Craig Rachow is the volunteer Event Director of Darwin parkrun and a member of the Australian Army Reserves. According to Craig, the skills and confidence gained from being a parkrun volunteer and that of being a Reservist, have lots of crossover.
Miriam Strickland from Victoria comes from a military family, and her nephew is soon to be medically discharged from the Royal Australian Air Force due to Parkinson’s and PTS. Volunteering at parkrun has provided Miriam with newfound confidence and helped her make friends for life from all over Australia.
Narelle Patterson, the Event Director of Puckapunyal parkrun, said: “parkrun is great for the community and it’s great for families.
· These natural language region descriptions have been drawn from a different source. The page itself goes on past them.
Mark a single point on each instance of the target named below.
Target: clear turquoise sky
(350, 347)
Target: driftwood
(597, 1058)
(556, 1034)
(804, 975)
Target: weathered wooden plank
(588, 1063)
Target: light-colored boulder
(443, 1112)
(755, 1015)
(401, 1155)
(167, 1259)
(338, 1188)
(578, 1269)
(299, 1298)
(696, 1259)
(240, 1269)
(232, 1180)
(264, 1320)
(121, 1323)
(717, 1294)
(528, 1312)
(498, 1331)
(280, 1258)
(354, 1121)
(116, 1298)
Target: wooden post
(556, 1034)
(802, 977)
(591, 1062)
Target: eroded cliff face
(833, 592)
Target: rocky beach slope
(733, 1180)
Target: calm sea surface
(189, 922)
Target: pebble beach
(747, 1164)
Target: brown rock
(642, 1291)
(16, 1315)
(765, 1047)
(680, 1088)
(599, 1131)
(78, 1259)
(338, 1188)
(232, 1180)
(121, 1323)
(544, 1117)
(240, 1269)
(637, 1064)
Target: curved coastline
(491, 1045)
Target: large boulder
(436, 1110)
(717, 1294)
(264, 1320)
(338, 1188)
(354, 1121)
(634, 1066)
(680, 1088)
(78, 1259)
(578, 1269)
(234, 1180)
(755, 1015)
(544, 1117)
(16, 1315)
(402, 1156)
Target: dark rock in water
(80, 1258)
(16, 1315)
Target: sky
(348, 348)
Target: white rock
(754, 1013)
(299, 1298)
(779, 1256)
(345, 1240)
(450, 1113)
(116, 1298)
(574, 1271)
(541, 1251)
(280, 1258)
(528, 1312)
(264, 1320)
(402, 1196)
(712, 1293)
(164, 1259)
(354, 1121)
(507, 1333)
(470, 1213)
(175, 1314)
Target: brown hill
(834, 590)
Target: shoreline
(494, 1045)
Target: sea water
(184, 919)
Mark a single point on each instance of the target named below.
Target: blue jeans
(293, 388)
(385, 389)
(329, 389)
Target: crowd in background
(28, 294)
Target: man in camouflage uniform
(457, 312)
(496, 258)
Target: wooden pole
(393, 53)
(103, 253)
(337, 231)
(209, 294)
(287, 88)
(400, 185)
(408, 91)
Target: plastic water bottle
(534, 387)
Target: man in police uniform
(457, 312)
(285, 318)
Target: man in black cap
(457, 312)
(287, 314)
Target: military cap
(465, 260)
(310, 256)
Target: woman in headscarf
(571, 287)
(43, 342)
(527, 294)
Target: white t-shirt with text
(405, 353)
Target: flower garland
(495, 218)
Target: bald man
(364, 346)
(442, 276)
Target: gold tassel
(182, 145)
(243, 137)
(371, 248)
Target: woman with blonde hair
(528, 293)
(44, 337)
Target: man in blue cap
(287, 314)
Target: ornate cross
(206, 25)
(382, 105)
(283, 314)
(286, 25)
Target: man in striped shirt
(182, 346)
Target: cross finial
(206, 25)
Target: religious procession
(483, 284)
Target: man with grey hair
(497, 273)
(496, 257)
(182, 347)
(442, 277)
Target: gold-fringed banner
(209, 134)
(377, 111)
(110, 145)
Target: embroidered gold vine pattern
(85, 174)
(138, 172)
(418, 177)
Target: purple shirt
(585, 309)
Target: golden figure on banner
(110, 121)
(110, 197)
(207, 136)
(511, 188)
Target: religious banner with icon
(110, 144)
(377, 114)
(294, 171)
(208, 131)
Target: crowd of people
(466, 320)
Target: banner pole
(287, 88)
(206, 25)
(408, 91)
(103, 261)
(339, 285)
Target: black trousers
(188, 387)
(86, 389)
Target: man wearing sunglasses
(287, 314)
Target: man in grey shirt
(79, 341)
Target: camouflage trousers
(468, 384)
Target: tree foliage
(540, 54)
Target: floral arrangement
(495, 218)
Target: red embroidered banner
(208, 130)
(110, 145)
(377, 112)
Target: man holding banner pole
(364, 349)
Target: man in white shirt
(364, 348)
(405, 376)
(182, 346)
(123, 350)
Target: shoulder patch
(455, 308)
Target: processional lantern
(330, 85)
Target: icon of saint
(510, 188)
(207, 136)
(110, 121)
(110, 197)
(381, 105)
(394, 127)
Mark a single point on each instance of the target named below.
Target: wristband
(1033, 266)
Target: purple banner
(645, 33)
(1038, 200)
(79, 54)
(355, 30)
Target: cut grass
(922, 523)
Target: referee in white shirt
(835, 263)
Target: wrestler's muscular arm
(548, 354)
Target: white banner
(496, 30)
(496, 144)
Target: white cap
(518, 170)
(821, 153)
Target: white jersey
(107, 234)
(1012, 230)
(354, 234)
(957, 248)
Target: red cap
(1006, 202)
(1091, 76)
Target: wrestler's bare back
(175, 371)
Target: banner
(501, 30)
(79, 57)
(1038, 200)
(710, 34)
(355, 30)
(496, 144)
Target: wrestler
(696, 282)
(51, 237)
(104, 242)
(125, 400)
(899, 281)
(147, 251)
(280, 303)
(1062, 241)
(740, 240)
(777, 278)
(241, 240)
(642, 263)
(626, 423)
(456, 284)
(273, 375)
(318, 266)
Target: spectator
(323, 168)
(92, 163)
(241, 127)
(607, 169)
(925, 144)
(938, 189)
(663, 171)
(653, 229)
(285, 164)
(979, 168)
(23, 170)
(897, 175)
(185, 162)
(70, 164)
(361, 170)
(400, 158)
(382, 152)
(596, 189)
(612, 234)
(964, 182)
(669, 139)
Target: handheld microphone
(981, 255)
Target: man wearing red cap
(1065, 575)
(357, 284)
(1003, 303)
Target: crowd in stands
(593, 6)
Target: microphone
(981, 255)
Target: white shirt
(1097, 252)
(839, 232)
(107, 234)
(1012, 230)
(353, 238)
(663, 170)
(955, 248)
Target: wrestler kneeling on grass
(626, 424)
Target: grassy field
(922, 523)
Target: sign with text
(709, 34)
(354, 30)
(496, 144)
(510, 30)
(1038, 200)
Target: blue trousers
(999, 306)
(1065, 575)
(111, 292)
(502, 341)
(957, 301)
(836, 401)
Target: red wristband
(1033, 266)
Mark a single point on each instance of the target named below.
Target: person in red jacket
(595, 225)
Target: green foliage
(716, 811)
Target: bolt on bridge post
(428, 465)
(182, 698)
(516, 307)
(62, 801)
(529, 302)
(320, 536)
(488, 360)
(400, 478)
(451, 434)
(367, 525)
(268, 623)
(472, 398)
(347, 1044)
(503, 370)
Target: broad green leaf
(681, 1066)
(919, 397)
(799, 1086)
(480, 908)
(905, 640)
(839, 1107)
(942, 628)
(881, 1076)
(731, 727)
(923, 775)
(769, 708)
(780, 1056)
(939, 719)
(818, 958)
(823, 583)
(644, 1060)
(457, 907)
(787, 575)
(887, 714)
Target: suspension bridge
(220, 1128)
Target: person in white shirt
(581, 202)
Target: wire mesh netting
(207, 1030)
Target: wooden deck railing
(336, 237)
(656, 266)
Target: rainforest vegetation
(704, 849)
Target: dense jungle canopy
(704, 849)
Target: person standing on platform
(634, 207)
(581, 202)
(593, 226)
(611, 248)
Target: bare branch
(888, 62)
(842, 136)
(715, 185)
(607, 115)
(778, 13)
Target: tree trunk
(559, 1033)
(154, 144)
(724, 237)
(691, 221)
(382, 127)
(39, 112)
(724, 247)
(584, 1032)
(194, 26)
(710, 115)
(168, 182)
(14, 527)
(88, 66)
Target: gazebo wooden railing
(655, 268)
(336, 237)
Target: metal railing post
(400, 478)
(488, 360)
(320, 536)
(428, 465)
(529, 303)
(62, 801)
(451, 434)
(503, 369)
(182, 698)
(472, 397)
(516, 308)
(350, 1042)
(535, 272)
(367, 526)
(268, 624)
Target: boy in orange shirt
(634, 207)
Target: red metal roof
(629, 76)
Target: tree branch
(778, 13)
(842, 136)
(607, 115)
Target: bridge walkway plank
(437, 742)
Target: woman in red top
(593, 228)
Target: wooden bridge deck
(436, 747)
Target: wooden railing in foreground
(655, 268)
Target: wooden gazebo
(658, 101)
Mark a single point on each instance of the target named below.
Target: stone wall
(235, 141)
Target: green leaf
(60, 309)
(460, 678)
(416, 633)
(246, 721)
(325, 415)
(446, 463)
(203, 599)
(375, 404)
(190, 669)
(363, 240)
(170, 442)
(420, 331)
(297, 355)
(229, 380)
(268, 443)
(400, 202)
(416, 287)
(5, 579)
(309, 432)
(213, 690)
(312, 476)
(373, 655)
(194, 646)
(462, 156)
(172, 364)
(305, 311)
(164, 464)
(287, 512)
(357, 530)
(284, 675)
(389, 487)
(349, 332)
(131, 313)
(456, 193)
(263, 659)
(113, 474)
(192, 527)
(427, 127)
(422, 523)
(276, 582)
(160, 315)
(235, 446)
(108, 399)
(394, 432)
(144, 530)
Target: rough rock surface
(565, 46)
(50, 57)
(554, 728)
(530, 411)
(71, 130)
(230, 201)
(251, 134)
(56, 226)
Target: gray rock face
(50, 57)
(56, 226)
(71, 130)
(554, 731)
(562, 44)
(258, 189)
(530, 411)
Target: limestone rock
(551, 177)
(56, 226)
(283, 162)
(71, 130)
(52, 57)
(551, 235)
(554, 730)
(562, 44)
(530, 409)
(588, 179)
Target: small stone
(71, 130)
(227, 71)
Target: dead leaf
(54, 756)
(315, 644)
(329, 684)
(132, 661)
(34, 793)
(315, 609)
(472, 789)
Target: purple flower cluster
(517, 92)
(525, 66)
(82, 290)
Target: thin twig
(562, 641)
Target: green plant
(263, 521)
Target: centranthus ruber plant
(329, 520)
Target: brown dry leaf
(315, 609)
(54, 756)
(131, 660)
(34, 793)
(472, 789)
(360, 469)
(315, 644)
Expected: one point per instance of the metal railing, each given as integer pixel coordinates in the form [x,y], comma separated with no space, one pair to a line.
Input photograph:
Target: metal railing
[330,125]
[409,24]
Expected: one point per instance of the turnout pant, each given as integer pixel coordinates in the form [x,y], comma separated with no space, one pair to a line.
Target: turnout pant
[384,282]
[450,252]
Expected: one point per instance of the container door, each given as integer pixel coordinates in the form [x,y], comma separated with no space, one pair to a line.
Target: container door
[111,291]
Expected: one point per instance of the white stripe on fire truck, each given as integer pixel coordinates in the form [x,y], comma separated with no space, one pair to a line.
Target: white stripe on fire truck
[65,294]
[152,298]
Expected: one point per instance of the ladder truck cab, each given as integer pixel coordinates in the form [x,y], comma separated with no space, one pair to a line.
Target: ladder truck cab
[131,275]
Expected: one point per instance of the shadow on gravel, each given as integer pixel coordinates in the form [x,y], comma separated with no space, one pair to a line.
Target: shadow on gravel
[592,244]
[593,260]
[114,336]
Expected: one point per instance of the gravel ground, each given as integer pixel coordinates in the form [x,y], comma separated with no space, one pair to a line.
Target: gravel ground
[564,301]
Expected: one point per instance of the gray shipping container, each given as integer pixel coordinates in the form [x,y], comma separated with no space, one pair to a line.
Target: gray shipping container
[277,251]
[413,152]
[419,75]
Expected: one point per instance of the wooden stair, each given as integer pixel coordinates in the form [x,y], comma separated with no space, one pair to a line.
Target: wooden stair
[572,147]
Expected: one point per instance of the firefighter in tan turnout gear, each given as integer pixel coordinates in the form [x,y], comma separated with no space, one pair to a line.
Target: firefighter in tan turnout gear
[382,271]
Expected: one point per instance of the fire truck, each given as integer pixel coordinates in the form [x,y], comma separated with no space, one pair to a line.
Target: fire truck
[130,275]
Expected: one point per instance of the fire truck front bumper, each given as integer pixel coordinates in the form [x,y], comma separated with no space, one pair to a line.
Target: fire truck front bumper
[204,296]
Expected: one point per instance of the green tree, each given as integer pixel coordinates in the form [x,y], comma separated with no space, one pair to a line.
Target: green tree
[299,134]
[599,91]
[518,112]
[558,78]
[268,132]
Being in a military environment can sometimes be quite isolating so it can be good to get out and meet some people and have some fun at the same time.”
Bob Parsons is a tank commander with the Australian Defence Force and has been posted at Puckapunyal for the past eight years.
“Puckapunyal is quite unique with families living on the base. parkrun is something the entire community can get involved in and enjoy. There are quite a few units in Puckapunyal and I’ve met people from other units through parkrun who I otherwise wouldn’t have, and we create good friendships.”